Across the room, something blue catches my attention. Cara just walked in. I put down my sandwich, my appetite gone, and look up at her with my head lowered. She walks to the far corner of the cafeteria, where a few tables of Erudite refugees sit. Most of them have abandoned their blue clothes in favor of black-and-white ones, but they still wear their glasses. I try to focus on Caleb instead—but Caleb is watching the Erudite, too.
“I can’t go back to Erudite any more than they can,” says Caleb. “When this is over, I won’t have a faction.”
For the first time I notice how sad he looks when he talks about the Erudite. I didn’t realize how difficult the decision to leave them must have been for him.
“You could go sit with them,” I say, nodding toward the Erudite refugees.
“I don’t know them.” He shrugs. “I was only there for a month, remember?”
Uriah drops his tray on the table, scowling. “I overheard someone talking about Eric’s interrogation in the lunch line.
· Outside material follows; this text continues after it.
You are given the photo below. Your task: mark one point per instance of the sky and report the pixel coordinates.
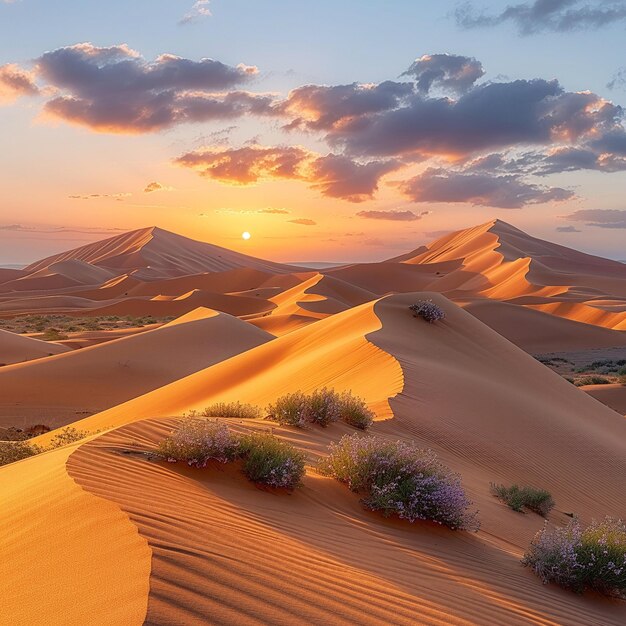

Apparently he knew almost nothing about Jeanine’s plan.”
“What?” Lynn slaps her fork on the table. “How is that even possible?”
Uriah shrugs, and sits.
“I’m not surprised,” Caleb says.
Everyone stares at him.
“What?” He flushes. “It would be stupid to confide your entire plan to one person. It’s infinitely smarter to give little pieces of it to each person working with you. That way, if someone betrays you, the loss isn’t too great.”
“Oh,” says Uriah.
Lynn picks up her fork and starts eating again.
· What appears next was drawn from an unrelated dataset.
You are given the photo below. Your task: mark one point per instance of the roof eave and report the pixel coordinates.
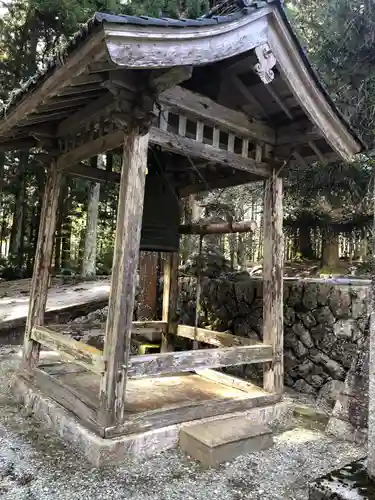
(308, 89)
“I heard the Candor made ice cream,” says Marlene, twisting her head around to see the lunch line. “You know, as a kind of ‘it sucks we got attacked, but at least there are desserts’ thing.”
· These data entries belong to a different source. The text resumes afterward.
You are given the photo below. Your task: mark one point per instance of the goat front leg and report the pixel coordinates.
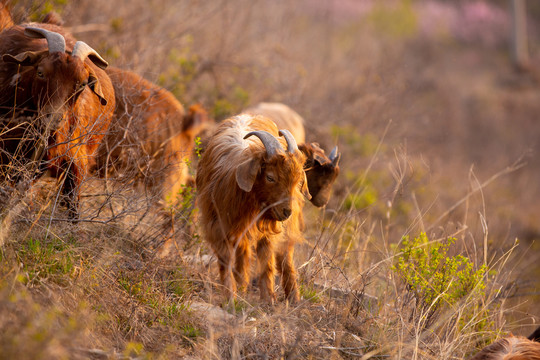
(225, 262)
(242, 269)
(267, 265)
(286, 267)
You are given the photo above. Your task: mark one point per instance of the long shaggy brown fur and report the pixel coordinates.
(236, 221)
(67, 100)
(6, 21)
(151, 136)
(510, 348)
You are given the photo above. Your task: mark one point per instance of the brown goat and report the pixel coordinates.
(151, 136)
(66, 95)
(510, 348)
(321, 171)
(249, 191)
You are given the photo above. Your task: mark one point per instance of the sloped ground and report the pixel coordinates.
(432, 126)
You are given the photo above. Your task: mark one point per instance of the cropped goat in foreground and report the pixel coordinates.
(59, 91)
(512, 348)
(321, 171)
(151, 136)
(249, 189)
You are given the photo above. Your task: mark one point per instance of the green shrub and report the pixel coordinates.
(433, 277)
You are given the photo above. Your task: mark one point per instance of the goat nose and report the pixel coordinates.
(287, 212)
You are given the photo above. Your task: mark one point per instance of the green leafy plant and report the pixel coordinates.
(51, 259)
(433, 277)
(309, 293)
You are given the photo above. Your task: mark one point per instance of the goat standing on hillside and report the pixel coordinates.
(321, 171)
(151, 136)
(66, 96)
(249, 189)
“I feel better already,” says Lynn dryly.
“It probably won’t be as good as Dauntless cake,” says Marlene mournfully. She sighs, and a strand of mousy brown hair falls in her eyes.
“We had good cake,” I tell Caleb.
“We had fizzy drinks,” he says.
“Ah, but did you have a ledge overlooking an underground river?” says Marlene, waggling her eyebrows. “Or a room where you faced all your nightmares at once?”
“No,” says Caleb, “and to be honest, I’m kind of okay with that.”
“Si-ssy,” sings Marlene.
“All your nightmares?” says Caleb, his eyes lighting up. “How does that work? I mean, are the nightmares produced by the computer or by your brain?”
“Oh God.” Lynn drops her head into her hands. “Here we go.”
Marlene launches into a description of the simulations, and I let her voice, and Caleb’s voice, wash over me as I finish my sandwich. Then, despite the clatter of forks and the roar of hundreds of conversations all around me, I rest my head on the table and fall asleep.
CHAPTER EIGHTEEN
“QUIET DOWN, EVERYONE!”
Jack Kang lifts his hands, and the crowd goes silent. That is a talent.
I stand among the crowd of Dauntless who got here late, when there were no seats left. A flash of light catches my eye—lightning. It’s not the best time to be meeting in a room with holes in the walls instead of windows, but this is the biggest room they have.
“I know many of you are confused and shaken by what happened yesterday,” Jack says. “I have heard many reports from a variety of perspectives, and have gotten a sense for what is straightforward and what requires more investigation.”
I tuck my wet hair behind my ears. I woke up ten minutes before the meeting was supposed to start and ran to the showers. Though I’m still exhausted, I feel more alert now.
“What seems to me to require more investigation,” Jack says, “is the Divergent.”
He looks tired—he has dark circles under his eyes, and his short hair sticks out at random, like he’s been pulling it all night. Despite the stifling heat of the room, he wears a long-sleeved shirt that buttons at the wrists—he must have been distracted when he dressed this morning.
“If you are one of the Divergent, please step forward so that we can hear from you.”
I look sideways at Uriah. This feels dangerous. My Divergence is something I am supposed to hide. Admitting it is supposed to mean death. But there is no sense in hiding it now—they already know about me.
Tobias is the first to move. He starts into the crowd, at first turning his body to wedge his way between people, and then, when they step back for him, moving straight toward Jack Kang with his shoulders back.